Reputation: 1813
The string s
is bigger, but I have shortened it to simplify.
>>> import re
>>> s = "Blah. Tel.: 555 44 33 22."
>>> m = re.search(r"\s*Tel\.:\s*(?P<telephone>.+?)\.", s)
>>> m.group("telephone")
'555 44 33 22'
The code above works, but if I wrap the regex in ()?
to make it optional, I don't get any telephone.
>>> m = re.search(r"(\s*Tel\.:\s*(?P<telephone>.+?)\.)?", s)
>>> m
<_sre.SRE_Match object at 0x9369890>
>>> m.group("telephone")
What's the problem here? Thanks!
Edit:
This is part of a larger regular expression in which I'm getting many values from every line of a big file.
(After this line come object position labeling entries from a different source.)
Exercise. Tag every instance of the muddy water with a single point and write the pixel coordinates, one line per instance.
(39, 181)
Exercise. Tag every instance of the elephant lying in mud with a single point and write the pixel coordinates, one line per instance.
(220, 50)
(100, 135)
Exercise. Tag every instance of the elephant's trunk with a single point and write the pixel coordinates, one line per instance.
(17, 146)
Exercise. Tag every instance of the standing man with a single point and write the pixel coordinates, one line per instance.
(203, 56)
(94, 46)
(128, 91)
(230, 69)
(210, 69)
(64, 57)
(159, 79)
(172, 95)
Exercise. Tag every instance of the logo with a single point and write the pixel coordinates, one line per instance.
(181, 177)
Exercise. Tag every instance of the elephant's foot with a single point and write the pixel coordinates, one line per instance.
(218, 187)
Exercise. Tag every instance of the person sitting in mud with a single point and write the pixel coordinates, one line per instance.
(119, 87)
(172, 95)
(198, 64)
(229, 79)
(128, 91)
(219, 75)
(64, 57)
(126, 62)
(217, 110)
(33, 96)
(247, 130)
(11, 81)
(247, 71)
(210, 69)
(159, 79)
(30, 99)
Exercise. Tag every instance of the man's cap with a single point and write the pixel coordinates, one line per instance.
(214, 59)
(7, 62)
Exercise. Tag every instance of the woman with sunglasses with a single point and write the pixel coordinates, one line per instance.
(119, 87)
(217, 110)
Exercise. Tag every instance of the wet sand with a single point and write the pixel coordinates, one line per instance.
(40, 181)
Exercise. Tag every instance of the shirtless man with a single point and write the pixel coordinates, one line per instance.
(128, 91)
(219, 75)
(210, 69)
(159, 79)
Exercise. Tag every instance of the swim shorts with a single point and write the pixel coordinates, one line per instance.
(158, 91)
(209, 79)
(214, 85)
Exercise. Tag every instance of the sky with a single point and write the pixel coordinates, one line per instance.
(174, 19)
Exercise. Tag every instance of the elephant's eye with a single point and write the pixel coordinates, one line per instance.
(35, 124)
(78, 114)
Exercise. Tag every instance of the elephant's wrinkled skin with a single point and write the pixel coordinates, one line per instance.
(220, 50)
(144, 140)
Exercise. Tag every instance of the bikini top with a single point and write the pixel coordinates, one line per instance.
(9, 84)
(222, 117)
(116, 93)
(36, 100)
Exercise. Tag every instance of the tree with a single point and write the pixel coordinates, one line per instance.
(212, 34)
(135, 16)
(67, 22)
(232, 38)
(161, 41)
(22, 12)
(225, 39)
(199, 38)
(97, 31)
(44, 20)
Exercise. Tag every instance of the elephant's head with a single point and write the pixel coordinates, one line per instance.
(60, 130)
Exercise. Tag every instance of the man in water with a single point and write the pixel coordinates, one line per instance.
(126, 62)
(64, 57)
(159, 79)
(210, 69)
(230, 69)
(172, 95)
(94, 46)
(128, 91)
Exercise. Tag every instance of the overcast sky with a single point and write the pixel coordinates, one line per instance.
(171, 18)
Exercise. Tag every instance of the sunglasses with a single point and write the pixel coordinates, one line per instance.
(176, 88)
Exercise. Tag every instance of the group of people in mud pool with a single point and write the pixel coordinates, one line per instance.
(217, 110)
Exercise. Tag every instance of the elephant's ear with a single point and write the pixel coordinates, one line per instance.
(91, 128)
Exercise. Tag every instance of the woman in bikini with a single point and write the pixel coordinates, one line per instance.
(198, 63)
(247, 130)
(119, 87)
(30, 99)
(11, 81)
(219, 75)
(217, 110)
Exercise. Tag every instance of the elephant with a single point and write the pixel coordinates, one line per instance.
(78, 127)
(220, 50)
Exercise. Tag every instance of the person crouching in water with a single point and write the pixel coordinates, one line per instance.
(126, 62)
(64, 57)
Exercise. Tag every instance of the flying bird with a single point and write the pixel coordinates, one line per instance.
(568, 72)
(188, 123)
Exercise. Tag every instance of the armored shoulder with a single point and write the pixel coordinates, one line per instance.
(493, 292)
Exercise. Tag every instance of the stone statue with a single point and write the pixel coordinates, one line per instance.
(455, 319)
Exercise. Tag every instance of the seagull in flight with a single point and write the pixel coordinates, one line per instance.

regex = r"^(?P<title>.[^(]+);" \
"\s*(?P<subtitle>.+)\." \
"\s*Tel\.:\s*(?P<telephone>.+?)(\.|;)" \
"\s*(?P<url>(www\.|http://).+?\.[a-zA-Z]+)(\.|;)" \
"(\s*(?P<text>.+?)\.)?" \
"\s*coor:(\s*(?P<lat>.+?),\s*(?P<long>.+?))?$"
One sample line could be:
l = "Title title; Subtitle, subtitle. Tel.: 555 33 44 11. www.url.com. coor: 11.11111, -2.222222
And other sample line:
l = "Title2 title; Subtitle2, subtitle. Tel.: 555 33 44 11. www.url2.com. coor: 44.444444, -6.66666
It's a really big regex, so that's why I didn't post it.
Upvotes: 2
Views: 552
Reputation: 336108
Your regex is too unspecific in what the title
and subtitle
bits are matching. They are gobbling up the telephone part, and if that is made optional, it continues at the next part of the regex (and succeeds). Only if it's not optional, the regex engine has to backtrack so it can find an overall match.
Try
regex = r"^(?P<title>[^;]+);" \
"\s*(?P<subtitle>[^.]+)\." \
"(\s*Tel\.:\s*(?P<telephone>.+?)(\.|;))?" \
"\s*(?P<url>(www\.|http://).+?\.[a-zA-Z]+)(\.|;)" \
"(\s*(?P<text>.+?)\.)?" \
"\s*coor:(\s*(?P<lat>.+?),\s*(?P<long>.+?))?$"
Upvotes: 0
Reputation: 212835
(anything)?
matches the zero string at the very beginning of your string (before Blah
), so it is happy and does not bother searching further.
EDIT:
If you have many lines and only some of them contain the wanted string, try the following:
import re
rex = re.compile(r"\s*Tel\.:\s*(?P<telephone>.+?)\.")
for line in lines:
m = rex.search(line)
if m:
print m.group("telephone")
Upvotes: 2
Reputation: 500227
This is because an empty string is a valid match for your regular expression, and is preferred over the longer match.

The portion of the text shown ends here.